Since the 1960s, in the field of environmental economics and management (Callan and Thomas 2015) both concepts of “sustainability” and “circular economy” are gathering momentum (see for instance Geissdoerfer et al. 2017). These authors do link the two concepts in their recent research question, The Circular Economy—A New Sustainable Paradigm? They state that for “academia, industry and policymakers, the similarities and differences between both concepts remain ambiguous.” Geissdoerfer et al. make reference to several hundreds of definitions! Scott T. Young and K. Kathy Dhanda, in Sustainability: Essentials for Business (2013), a book offering immense understanding of the interaction between the needs of society versus the ecological limits on natural resources, listed more than 500 definitions of sustainability! Some of them are easy to remember, such as the term 3P, which stands for people, planet, and profits; it states that companies need to measure their impacts not only on the bottom line (profits) but also on the community (people) and the environment (planet). In that view, businesses’ responsibility extends to all stakeholders, in all domains of social life and in the long run. This global performance achievement is the core of sustainability, a very ambitious objective for entrepreneurship. Ambitious does not mean impossible. We do think that entrepreneurial initiatives are essential to tackle the huge problem of sustainability because enterprises have—more so than other organizations like international institutions or national states—the capacity to be reactive in a short time and the ability to introduce, in an autonomous way, radical change (at least in a free market economy).

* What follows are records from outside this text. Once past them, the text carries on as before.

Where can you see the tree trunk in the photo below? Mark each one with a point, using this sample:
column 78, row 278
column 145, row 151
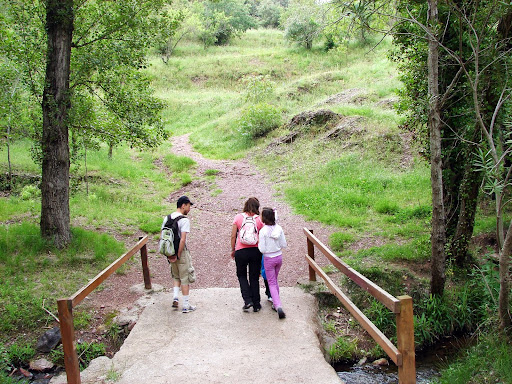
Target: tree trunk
column 469, row 191
column 505, row 254
column 438, row 235
column 55, row 221
column 505, row 31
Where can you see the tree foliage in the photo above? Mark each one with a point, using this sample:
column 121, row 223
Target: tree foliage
column 303, row 23
column 223, row 20
column 111, row 98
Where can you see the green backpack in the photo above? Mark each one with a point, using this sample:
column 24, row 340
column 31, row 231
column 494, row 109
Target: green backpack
column 170, row 239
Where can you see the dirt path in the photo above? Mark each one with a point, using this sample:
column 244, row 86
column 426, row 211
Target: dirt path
column 212, row 217
column 209, row 241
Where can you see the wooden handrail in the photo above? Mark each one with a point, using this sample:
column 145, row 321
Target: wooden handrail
column 403, row 355
column 392, row 303
column 102, row 276
column 66, row 306
column 375, row 332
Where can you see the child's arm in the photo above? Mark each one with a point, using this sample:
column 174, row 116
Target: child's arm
column 282, row 240
column 261, row 241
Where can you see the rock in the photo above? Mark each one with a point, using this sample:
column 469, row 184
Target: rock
column 319, row 117
column 141, row 289
column 41, row 365
column 49, row 340
column 25, row 373
column 381, row 362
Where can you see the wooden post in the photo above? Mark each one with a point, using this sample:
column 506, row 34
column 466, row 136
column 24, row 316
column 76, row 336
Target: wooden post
column 67, row 332
column 145, row 268
column 311, row 253
column 405, row 341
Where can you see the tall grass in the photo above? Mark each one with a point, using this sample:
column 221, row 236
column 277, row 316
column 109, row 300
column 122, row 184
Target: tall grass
column 204, row 88
column 352, row 192
column 33, row 272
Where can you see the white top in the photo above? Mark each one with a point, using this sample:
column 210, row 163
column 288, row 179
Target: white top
column 183, row 224
column 271, row 240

Circular economy, in its classical acceptance, is linked to the idea that waste, once adequately treated, can become a resource again, through the creation of closed circular loops in the production–consumption chain. The diverse schools of thought, in the frame of that thinking (“cradle to cradle,” biomimicry, industrial ecology, blue economy, regenerative design, eco-design, and others) are identified in the well-known British Ellen MacArthur Foundation publications. This foundation goes further and lays out two essential elements of the circular economy: the regeneration and protection of natural capital on the one hand, and efficient use of natural resources on the other. Hence the challenge of the circular economy is to align our human production and consumption cycles with the natural regulatory functions that make up the rate of natural capital regeneration.